# My Animation movies!



## NiGHtS (Apr 10, 2011)

So tell me what you think guys and ask any questions etc. 
	

	
	
		
		

		
			





http://www.youtube.com/user/thaxneeeigh?feature=mhum#p/a

BTW I AM applying to University next year to do an animation degree BA HONS


----------



## Mrkinator (Apr 10, 2011)

Nice work there NiGHtS! I quite enjoyed all of those. 

A few questions: what kind of camera do you use, and what program(s) did you use to make 1001 Nights?


----------



## NiGHtS (Apr 10, 2011)

Thanks man! 
	

	
	
		
		

		
		
	


	




Lol, people usually ask about 1001 
	

	
	
		
		

		
		
	


	




 That was quite a complicated process, but it can depend on how you go through it, i can explain if you want me to 
	

	
	
		
		

		
		
	


	




But to answer your question it was done on a bog standard iPhone 4 with myself shot against a WHITE SCREEN made of white wall and paper on the floor. Limited or what lol.

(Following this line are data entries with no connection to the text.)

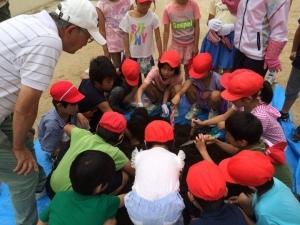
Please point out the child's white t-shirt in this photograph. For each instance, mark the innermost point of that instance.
(157, 172)
(140, 32)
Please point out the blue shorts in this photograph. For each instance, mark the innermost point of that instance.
(164, 211)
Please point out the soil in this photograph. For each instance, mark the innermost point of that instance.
(71, 67)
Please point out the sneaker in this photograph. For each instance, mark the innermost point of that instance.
(193, 112)
(296, 136)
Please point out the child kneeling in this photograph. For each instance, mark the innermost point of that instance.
(90, 174)
(154, 198)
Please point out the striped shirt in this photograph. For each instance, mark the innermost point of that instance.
(29, 50)
(268, 115)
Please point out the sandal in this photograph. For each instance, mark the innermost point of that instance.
(296, 136)
(284, 116)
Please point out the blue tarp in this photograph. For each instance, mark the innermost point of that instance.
(292, 155)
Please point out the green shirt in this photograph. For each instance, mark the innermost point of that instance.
(82, 140)
(69, 208)
(282, 172)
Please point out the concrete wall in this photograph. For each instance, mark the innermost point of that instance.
(22, 6)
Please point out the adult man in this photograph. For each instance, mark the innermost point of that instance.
(29, 49)
(260, 33)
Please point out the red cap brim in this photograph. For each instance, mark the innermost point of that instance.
(132, 83)
(223, 165)
(225, 79)
(230, 97)
(195, 75)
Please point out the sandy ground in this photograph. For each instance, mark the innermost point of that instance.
(72, 66)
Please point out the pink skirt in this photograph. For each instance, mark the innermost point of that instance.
(185, 51)
(115, 41)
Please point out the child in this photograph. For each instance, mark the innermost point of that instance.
(259, 41)
(136, 125)
(123, 95)
(162, 82)
(138, 25)
(90, 174)
(273, 202)
(207, 190)
(293, 84)
(65, 99)
(154, 198)
(248, 91)
(109, 134)
(183, 16)
(203, 87)
(102, 74)
(219, 39)
(243, 131)
(110, 14)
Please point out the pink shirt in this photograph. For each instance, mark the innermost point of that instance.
(155, 78)
(181, 18)
(113, 12)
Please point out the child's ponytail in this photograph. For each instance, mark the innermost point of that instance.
(266, 93)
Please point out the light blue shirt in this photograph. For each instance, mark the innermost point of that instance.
(277, 206)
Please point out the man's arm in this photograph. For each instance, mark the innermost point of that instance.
(25, 113)
(102, 30)
(166, 36)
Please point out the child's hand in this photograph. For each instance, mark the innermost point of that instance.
(176, 99)
(200, 143)
(197, 122)
(209, 139)
(82, 121)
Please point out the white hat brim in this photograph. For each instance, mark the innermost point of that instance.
(97, 36)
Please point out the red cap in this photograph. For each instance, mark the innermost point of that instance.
(65, 91)
(201, 65)
(131, 71)
(276, 153)
(206, 181)
(143, 1)
(171, 57)
(240, 84)
(159, 131)
(113, 121)
(248, 167)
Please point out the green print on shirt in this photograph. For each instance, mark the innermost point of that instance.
(182, 24)
(137, 34)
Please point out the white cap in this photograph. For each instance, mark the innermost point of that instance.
(81, 13)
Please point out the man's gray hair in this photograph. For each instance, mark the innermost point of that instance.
(60, 23)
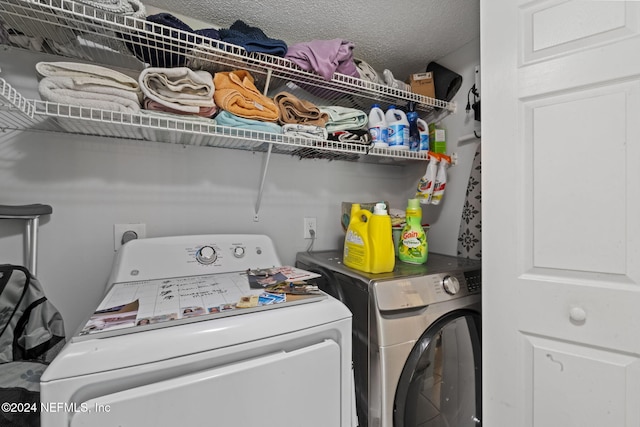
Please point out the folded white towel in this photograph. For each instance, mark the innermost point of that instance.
(395, 83)
(65, 90)
(179, 88)
(87, 77)
(344, 118)
(305, 131)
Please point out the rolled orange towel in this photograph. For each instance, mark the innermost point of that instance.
(237, 94)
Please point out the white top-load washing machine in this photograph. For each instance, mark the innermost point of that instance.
(416, 338)
(169, 344)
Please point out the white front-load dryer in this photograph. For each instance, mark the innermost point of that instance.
(284, 364)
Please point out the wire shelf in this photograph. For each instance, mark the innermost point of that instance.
(74, 30)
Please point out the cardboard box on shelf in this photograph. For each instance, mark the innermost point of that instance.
(422, 84)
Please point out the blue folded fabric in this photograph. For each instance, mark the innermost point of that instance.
(156, 52)
(225, 118)
(252, 39)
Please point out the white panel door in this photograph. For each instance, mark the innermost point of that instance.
(561, 213)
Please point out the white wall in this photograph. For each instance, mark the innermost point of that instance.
(445, 217)
(93, 183)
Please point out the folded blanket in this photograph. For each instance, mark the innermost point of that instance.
(169, 54)
(120, 7)
(178, 88)
(292, 109)
(108, 38)
(237, 93)
(65, 90)
(360, 136)
(344, 118)
(164, 114)
(325, 57)
(252, 39)
(367, 72)
(151, 105)
(305, 131)
(225, 118)
(87, 76)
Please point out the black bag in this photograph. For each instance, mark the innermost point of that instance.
(31, 328)
(31, 335)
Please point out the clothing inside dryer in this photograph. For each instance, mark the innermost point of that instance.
(444, 388)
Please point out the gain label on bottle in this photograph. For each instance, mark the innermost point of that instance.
(413, 247)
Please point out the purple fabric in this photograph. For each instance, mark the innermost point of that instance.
(325, 57)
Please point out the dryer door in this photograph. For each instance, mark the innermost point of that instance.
(440, 384)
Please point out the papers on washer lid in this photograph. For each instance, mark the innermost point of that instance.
(261, 278)
(158, 301)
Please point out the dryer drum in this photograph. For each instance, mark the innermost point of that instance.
(441, 381)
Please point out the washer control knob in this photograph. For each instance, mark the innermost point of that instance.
(238, 252)
(451, 285)
(206, 255)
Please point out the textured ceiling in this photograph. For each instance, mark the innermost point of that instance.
(402, 36)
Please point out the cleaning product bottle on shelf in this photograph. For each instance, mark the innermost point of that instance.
(398, 126)
(413, 247)
(423, 129)
(383, 257)
(368, 245)
(414, 132)
(426, 184)
(440, 182)
(378, 127)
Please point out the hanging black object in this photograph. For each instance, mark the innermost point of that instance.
(446, 82)
(476, 111)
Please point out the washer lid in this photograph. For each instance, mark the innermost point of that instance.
(92, 355)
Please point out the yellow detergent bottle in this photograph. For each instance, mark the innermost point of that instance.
(413, 247)
(368, 245)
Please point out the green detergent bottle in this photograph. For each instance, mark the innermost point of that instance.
(413, 247)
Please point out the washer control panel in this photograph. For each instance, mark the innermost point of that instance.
(206, 255)
(177, 256)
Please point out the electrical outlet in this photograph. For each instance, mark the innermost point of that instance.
(119, 231)
(310, 224)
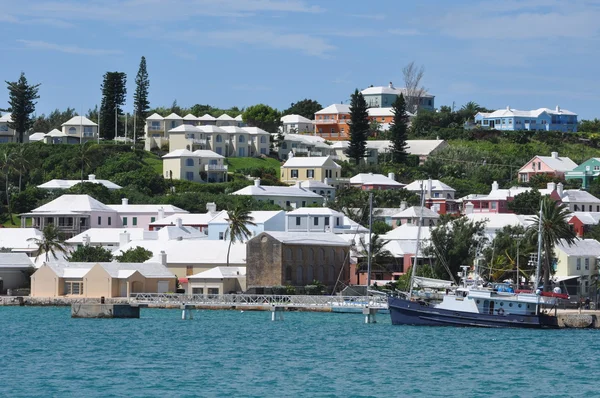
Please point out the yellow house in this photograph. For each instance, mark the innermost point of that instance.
(100, 279)
(310, 169)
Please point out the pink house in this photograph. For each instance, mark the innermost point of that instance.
(551, 165)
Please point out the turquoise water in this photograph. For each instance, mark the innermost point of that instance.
(45, 353)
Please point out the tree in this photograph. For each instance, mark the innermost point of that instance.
(141, 104)
(113, 97)
(413, 75)
(399, 130)
(51, 242)
(555, 229)
(134, 255)
(262, 116)
(359, 127)
(454, 243)
(238, 220)
(90, 254)
(21, 98)
(306, 108)
(526, 203)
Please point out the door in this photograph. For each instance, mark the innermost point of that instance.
(163, 287)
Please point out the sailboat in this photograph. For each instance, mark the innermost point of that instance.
(473, 304)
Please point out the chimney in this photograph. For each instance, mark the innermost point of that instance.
(469, 208)
(211, 207)
(559, 189)
(124, 238)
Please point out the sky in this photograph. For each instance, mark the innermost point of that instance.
(522, 54)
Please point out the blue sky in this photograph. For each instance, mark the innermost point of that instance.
(526, 54)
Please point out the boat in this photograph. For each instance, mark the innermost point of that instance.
(475, 303)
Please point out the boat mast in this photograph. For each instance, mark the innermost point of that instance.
(414, 267)
(369, 254)
(539, 264)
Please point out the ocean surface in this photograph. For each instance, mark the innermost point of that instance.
(45, 353)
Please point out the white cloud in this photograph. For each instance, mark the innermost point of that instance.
(42, 45)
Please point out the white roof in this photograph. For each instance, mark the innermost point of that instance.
(185, 128)
(73, 204)
(220, 273)
(36, 137)
(155, 116)
(436, 185)
(580, 248)
(207, 153)
(269, 190)
(374, 179)
(66, 184)
(178, 153)
(308, 238)
(56, 133)
(173, 116)
(79, 121)
(189, 116)
(294, 119)
(311, 161)
(334, 109)
(191, 251)
(416, 211)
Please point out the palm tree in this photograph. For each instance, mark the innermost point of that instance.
(51, 242)
(554, 229)
(238, 220)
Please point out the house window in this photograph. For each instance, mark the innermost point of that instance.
(74, 288)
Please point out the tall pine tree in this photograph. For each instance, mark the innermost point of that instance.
(399, 130)
(140, 97)
(113, 98)
(359, 127)
(21, 98)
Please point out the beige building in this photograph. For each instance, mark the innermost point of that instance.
(218, 280)
(296, 259)
(100, 279)
(310, 168)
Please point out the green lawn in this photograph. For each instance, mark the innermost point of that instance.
(247, 163)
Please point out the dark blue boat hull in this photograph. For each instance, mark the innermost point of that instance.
(406, 312)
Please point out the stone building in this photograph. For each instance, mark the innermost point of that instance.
(296, 259)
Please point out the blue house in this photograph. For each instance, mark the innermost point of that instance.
(542, 119)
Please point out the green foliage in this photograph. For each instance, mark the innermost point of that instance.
(306, 108)
(262, 116)
(359, 127)
(114, 91)
(134, 255)
(526, 203)
(90, 254)
(21, 98)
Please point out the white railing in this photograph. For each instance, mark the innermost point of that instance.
(227, 300)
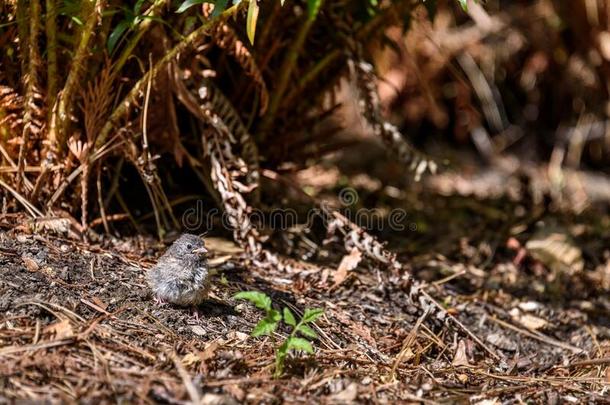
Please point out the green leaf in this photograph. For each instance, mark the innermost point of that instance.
(313, 6)
(274, 315)
(116, 34)
(264, 327)
(188, 4)
(138, 6)
(280, 356)
(257, 298)
(307, 331)
(295, 343)
(311, 315)
(251, 20)
(431, 8)
(289, 318)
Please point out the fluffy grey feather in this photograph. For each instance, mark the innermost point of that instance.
(181, 275)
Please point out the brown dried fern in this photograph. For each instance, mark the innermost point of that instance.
(11, 113)
(366, 82)
(225, 37)
(33, 116)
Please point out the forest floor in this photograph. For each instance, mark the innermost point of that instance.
(78, 323)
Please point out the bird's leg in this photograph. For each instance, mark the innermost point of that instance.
(195, 313)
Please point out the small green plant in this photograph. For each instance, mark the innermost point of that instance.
(270, 322)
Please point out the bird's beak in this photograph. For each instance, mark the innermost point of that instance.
(200, 250)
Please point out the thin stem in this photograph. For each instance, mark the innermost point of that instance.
(286, 70)
(142, 28)
(51, 33)
(124, 107)
(31, 80)
(60, 121)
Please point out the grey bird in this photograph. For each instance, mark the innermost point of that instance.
(181, 275)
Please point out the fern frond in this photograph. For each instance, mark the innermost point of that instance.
(366, 82)
(225, 37)
(97, 100)
(215, 101)
(11, 113)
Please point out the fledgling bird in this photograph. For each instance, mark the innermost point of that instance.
(181, 276)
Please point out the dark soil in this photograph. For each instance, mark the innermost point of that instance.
(79, 324)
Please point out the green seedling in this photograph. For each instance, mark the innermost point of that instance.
(301, 332)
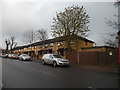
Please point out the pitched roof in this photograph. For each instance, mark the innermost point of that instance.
(57, 39)
(97, 47)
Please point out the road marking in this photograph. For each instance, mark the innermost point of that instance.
(1, 85)
(49, 74)
(93, 88)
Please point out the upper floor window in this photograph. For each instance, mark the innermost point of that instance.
(60, 43)
(51, 44)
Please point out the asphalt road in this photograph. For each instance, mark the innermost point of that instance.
(29, 74)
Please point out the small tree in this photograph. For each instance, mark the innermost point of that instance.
(72, 21)
(12, 43)
(42, 34)
(29, 36)
(113, 41)
(7, 42)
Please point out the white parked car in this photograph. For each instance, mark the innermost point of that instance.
(54, 59)
(9, 55)
(24, 57)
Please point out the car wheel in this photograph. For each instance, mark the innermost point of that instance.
(54, 64)
(43, 62)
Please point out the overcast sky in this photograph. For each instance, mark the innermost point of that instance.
(16, 17)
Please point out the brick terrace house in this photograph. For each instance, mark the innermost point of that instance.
(119, 47)
(56, 46)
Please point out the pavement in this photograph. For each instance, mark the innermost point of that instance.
(96, 68)
(30, 74)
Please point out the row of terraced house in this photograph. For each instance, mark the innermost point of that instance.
(57, 46)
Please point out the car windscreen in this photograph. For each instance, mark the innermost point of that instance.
(57, 56)
(15, 55)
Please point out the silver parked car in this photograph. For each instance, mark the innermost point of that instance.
(54, 59)
(24, 57)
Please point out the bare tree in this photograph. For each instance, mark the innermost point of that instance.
(113, 41)
(10, 44)
(29, 36)
(73, 20)
(7, 42)
(42, 34)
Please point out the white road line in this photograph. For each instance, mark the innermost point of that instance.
(92, 88)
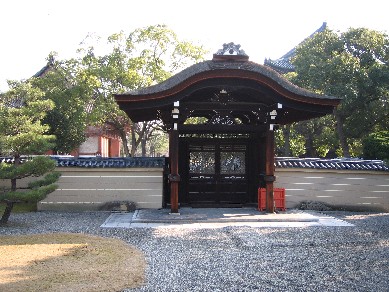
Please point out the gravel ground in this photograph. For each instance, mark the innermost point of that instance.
(243, 258)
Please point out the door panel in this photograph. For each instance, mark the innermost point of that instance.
(217, 173)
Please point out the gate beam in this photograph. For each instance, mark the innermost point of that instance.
(269, 171)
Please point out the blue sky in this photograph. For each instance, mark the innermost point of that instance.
(30, 30)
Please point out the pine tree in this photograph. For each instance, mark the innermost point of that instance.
(22, 134)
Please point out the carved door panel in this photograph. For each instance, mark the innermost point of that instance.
(217, 173)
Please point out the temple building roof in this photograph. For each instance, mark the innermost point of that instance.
(283, 64)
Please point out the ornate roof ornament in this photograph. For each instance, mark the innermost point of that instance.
(230, 52)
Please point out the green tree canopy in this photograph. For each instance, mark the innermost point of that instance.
(141, 58)
(22, 132)
(354, 66)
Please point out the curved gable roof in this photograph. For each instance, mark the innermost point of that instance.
(223, 69)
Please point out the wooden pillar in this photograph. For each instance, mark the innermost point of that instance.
(269, 171)
(174, 177)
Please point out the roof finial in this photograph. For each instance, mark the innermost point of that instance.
(232, 52)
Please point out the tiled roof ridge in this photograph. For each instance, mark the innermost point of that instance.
(160, 162)
(210, 65)
(333, 164)
(283, 63)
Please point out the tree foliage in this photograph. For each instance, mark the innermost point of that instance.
(71, 95)
(22, 132)
(376, 146)
(353, 66)
(141, 58)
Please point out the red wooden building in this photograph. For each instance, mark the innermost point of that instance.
(221, 115)
(100, 141)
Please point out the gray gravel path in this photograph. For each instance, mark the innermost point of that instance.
(244, 258)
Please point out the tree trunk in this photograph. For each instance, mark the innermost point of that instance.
(143, 144)
(13, 180)
(286, 132)
(133, 141)
(309, 149)
(7, 212)
(123, 136)
(342, 138)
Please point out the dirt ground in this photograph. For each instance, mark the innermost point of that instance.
(68, 262)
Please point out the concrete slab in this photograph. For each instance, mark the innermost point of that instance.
(219, 218)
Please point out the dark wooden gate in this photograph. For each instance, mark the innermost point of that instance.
(215, 172)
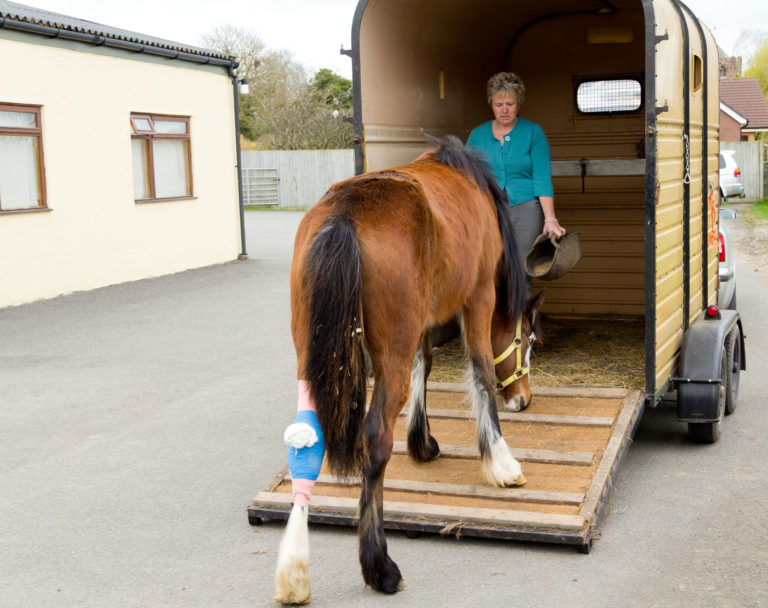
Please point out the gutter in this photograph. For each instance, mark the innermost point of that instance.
(149, 49)
(99, 40)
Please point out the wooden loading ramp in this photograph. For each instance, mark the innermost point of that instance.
(569, 442)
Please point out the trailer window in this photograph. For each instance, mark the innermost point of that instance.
(601, 96)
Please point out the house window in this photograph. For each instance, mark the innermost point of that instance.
(22, 182)
(161, 158)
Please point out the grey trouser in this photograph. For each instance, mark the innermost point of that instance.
(528, 221)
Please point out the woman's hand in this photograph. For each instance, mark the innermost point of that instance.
(553, 228)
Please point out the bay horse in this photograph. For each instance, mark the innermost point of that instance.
(377, 261)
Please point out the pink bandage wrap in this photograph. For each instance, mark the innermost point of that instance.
(302, 488)
(305, 399)
(302, 491)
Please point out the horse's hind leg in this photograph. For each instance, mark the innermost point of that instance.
(498, 465)
(379, 570)
(421, 445)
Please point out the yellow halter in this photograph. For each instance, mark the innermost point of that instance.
(516, 346)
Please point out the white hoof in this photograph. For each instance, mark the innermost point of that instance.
(501, 469)
(292, 573)
(514, 405)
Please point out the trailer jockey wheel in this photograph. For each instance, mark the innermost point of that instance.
(709, 432)
(733, 361)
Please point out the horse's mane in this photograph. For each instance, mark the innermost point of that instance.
(512, 287)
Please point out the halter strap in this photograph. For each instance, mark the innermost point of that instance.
(516, 346)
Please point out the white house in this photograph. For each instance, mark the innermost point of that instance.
(118, 156)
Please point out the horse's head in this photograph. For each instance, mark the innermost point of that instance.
(511, 343)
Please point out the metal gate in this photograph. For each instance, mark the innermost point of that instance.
(260, 187)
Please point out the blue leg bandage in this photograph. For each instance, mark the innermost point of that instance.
(305, 462)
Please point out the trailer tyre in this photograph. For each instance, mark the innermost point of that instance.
(709, 432)
(733, 361)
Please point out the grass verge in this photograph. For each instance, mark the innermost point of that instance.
(760, 209)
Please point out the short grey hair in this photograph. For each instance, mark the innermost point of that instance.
(504, 84)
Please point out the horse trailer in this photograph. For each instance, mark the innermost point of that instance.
(627, 94)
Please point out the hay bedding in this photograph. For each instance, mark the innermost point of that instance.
(575, 351)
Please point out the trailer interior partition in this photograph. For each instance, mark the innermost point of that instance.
(626, 92)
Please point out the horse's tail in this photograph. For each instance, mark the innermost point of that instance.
(511, 284)
(335, 368)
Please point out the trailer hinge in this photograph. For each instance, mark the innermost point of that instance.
(692, 381)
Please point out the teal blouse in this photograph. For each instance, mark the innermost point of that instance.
(521, 166)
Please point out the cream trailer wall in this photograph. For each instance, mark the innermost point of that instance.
(94, 234)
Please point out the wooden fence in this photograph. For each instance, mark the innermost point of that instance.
(299, 177)
(751, 158)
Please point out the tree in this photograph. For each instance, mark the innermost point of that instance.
(284, 110)
(246, 45)
(332, 89)
(750, 40)
(758, 67)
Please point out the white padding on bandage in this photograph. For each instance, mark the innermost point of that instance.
(300, 435)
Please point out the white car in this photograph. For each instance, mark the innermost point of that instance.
(730, 176)
(726, 293)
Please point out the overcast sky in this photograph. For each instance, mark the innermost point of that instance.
(315, 30)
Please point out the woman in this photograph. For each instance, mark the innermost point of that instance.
(518, 153)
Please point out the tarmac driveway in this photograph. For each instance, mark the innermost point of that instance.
(138, 421)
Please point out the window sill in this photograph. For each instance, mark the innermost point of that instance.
(170, 199)
(20, 211)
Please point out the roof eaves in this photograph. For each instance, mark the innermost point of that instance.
(46, 23)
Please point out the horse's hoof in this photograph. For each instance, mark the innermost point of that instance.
(515, 405)
(391, 579)
(424, 452)
(520, 481)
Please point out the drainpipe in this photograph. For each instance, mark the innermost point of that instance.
(236, 82)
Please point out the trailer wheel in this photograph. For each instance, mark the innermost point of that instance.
(709, 432)
(733, 361)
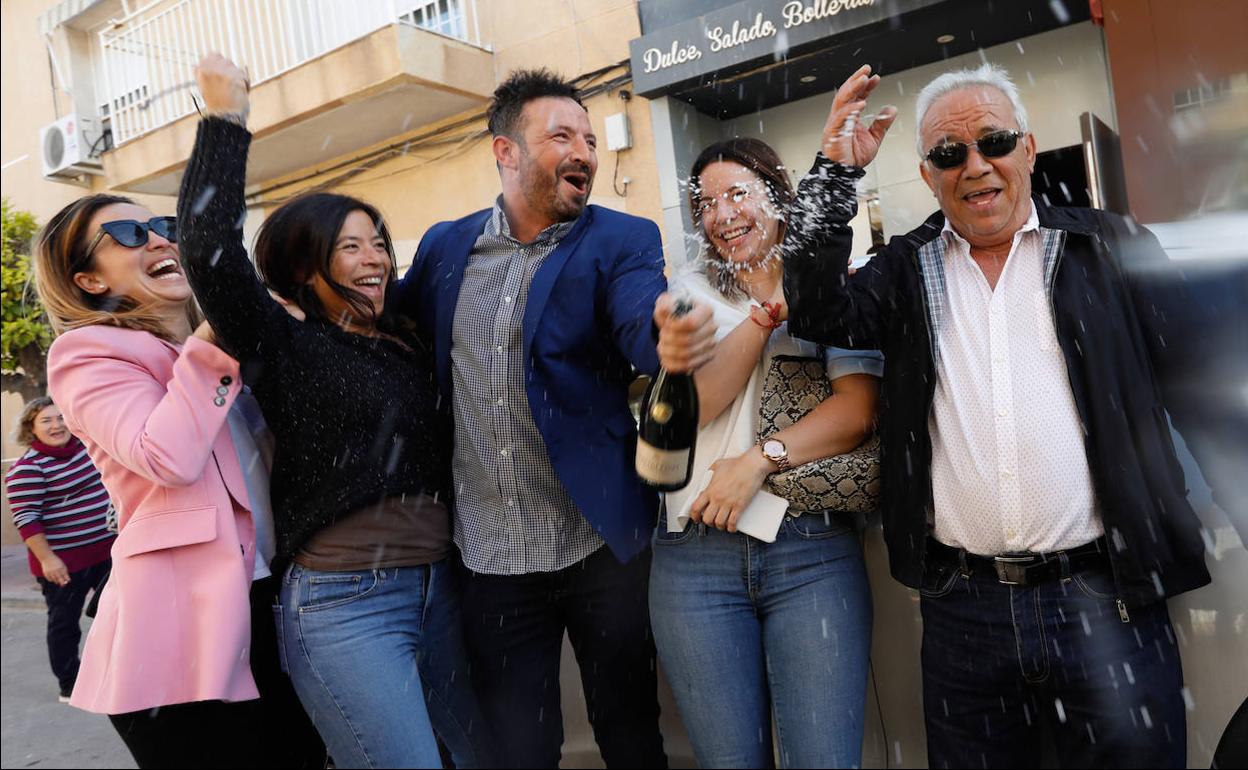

Course, now i have a green screen and decent camera but that was 6 months ago!


----------



## Mrkinator (Apr 11, 2011)

Yeah, go ahead, I am a film maker myself, so I'm interested to hear the process 
	

	
	
		
		

		
		
	


	




Wow, that was from an iPhone 4? I knew it shot pretty decent video, but damn. Once I get a job, I'll be saving up for an HD camera, but right now I'm stuck with a Canon DV camera that I borrow from my high school. What camera do you have now?


----------